2007 Among the scientific encounters, one dealt with the theme of “Science, Reason, Truth”, the title of the meeting of the same name held in San Marino in the previous days, organized by the Templeton Foundation. Among the protagonists of the discussion: Enrico Bombieri, professor at the School of Mathematics at the Institute for Advanced Study, Princeton, Paul Davies, professor at Arizona State University and Xavier Le Pichon, professor of Geodynamics at the Collège de France.
On the theme of “Mathematics and the human condition” the speaker was Laurent Lafforgue, professor of Mathematics at the Institut des Hautes Etudes Scientifiques in Paris. With a particular interest in the problems of education, he has written a number of articles on the question and also launched an appeal for the refoundation of the school system.
The most important encounter was that with George Smoot, Nobel Laurate for Physics 2006, who described what has been hailed as the greatest discovery of the century, if not of all time: the first image of fossil light, which shows us the universe in its first moments of existence, 14 billion years ago.

2008 The issues of climate held the stage at the Meeting and introduced by the exhibition “Atmosphere.
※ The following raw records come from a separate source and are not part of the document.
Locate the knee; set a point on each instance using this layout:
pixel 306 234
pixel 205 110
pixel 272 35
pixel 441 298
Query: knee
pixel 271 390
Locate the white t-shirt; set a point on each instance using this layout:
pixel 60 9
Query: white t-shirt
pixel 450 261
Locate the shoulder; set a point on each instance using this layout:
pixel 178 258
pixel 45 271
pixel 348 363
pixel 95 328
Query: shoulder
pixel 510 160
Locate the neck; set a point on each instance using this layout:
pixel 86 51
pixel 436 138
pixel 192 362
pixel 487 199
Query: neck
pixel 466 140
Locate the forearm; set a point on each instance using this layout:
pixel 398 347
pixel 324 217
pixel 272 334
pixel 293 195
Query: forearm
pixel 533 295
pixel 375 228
Reality and Myths on Climate Changes,” where the problem is approached and analyzed in a way that goes beyond the divisions between catastrophists and those that believe no problems exist for our planet. Among the most important speakers were, Antonio Ballarin Denti, Richard Lindzen and Franco Prodi.

2009 Three great scientists such as Nobel prizes John Mather and Charles Townes, and the greatest living anthropologist Yves Coppens will confront on their human experience within discovery. During the Galilean year an exhibition show the story of the first observations with the telescope made by the scientist; during the presentation meeting will intervene one of the greatest world experts Owen Gingerich.